Il y a forcément, l’Espagne, l’Angleterre, l’Allemagne… et la France aussi. A l’Euro, il y a énormément de grosses nations donc il va falloir mettre les bouchées doubles et se concentrer sur nous plus que sur nos adversaires.

j’espère pouvoir aussi rendre fier le club

Pour conclure, parlons un peu du MHSC. Quel regard portes-tu sur ta première saison au club ?
Cette saison m’a beaucoup appris. En termes de statistiques, de nombre de matchs joués et de clean sheets, individuellement parlant, c’est ma meilleure saison donc c’est très positif pour moi. Collectivement, c’est aussi la meilleure saison de ma carrière puisqu’on termine 6e. Le groupe a bien évolué ensemble, avec une bonne ambiance et de la rigueur, ce que je trouve positif. C’est une très bonne expérience.
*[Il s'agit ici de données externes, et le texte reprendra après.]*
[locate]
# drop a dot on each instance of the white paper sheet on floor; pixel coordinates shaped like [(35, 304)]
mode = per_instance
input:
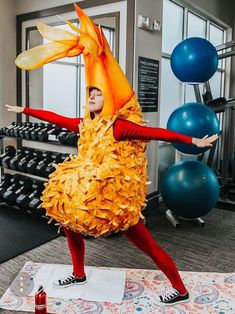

Après, si on élargit un peu, la relégation en Ligue 2 de l’équipe masculine nous impacte aussi. On l’a ressenti tout au long de la saison. Nous avons aussi vécu de beaux événements avec les 50 ans du club. Le MHSC restera toujours un club familial. Globalement, la saison me semble positive. Le groupe a beaucoup de jeunes, il se construit. On a fait pas mal de clean-sheets, des jeunes de qualité montent aussi… On espère qu’on va pouvoir les garder la saison prochaine pour que le groupe continue de progresser et que nous soyons compétitives. Je suis très fière de faire partie de ce groupe et de pouvoir représenter le MHSC durant cet Euro. Après, je vais faire aussi attention de pouvoir bien le représenter parce que ce n’est pas tout d’y être ; Il faut aussi pouvoir montrer une belle image du club et de ses valeurs. Je suis très contente et j’espère pouvoir aussi rendre fier le club.